Pour mémoire, la société Bygmalion était gérée depuis sa création en 2008, par une présidence et une direction générale tournantes entre les deux cofondateurs, Bastien Millot et Guy Alves, tous deux anciens collaborateurs de Jean-François Copé (la gouvernance a évolué ces derniers mois, lire notre article à ce sujet). Mais Bygmalion n'aurait pas pu exister non plus sans son principal actionnaire, Emmanuel Limido. Avant d'investir dans Bygmalion en 2008, Limido avait recruté Alves dans sa société, Financière Centuria, en 2006, au moment où celui-ci quittait le cabinet Copé au ministère du budget.

Et c'est cette financière qui nous occupe aujourd'hui. Car c'est elle qui fut au centre du rachat par le Qatar de deux immeubles de prestige appartenant à l’État. Interrogé sur sa connaissance des ventes aux Qataris, alors qu'il était ministre du budget, Jean-François Copé a affirmé qu'il n’avait rien su des détails. Ses arguments sont particulièrement fragiles.

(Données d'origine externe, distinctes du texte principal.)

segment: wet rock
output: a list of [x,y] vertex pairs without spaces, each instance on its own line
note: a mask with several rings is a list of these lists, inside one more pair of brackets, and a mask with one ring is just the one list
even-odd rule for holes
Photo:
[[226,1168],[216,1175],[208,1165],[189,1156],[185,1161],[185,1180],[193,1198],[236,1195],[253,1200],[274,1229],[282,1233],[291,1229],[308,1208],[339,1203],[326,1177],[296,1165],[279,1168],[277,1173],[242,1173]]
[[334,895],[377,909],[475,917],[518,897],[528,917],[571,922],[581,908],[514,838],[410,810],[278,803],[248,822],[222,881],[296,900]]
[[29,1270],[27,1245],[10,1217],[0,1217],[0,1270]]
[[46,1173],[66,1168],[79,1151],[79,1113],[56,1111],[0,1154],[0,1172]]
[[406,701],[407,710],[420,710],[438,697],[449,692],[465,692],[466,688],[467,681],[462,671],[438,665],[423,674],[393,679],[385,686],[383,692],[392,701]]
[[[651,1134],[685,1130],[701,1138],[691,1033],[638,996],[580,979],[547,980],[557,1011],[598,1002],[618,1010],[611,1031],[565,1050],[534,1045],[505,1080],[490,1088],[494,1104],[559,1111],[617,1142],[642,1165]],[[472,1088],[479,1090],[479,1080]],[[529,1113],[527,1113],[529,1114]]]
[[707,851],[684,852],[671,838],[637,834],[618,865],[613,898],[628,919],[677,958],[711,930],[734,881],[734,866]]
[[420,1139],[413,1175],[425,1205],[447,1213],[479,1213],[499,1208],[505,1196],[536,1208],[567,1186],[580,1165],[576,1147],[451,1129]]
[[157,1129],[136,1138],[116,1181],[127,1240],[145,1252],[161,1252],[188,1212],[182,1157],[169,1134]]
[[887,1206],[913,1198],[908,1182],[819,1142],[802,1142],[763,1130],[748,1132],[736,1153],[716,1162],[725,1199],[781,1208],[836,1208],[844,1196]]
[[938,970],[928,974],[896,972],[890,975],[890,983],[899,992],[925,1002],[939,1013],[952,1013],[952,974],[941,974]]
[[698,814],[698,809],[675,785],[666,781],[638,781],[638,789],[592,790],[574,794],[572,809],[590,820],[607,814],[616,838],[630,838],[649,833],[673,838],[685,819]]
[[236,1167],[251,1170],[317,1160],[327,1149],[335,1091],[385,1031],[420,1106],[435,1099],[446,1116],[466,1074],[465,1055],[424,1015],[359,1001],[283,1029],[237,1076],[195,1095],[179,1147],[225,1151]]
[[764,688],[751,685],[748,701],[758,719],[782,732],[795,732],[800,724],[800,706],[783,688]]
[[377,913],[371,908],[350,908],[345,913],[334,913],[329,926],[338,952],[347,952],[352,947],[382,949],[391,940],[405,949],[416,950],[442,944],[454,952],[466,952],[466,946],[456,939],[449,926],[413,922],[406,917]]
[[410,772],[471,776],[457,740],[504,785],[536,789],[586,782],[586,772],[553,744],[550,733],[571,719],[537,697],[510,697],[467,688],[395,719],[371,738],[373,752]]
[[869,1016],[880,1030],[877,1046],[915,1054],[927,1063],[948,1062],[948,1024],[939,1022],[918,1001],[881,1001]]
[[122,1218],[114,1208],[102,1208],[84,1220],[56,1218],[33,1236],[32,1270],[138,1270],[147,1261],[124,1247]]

Car Jean-François Copé, qui plaide aujourd’hui l’ignorance, se faisait à l’époque le champion d’une politique immobilière très volontariste. Et la loi l’obligeait à valider les ventes les plus importantes. Comme celles de l’hôtel Kinski, un hôtel particulier cédé pour 28 millions d’euros en 2006, et, surtout, l'année suivante, du centre de conférences internationales Kléber, pour 404 millions. Chargé aussi de lutter contre l’évasion fiscale, le ministre aurait également tout ignoré des montages financiers passant par le Luxembourg et le Panama.

Derrière ces ventes, les mêmes intermédiaires : Centuria et son patron, Emmanuel Limido. En 2006, peu avant la vente de l’hôtel Kinski, la société avait recruté Guy Alves, chef de cabinet de Jean-François Copé et trésorier du micro-parti qu’il venait de créer, Génération France. Deux ans plus tard, lorsque Guy Alves et Bastien Millot créeront Bygmalion, c’est Emmanuel Limido qui les financera, leur apportant près de 1,5 million d’euros.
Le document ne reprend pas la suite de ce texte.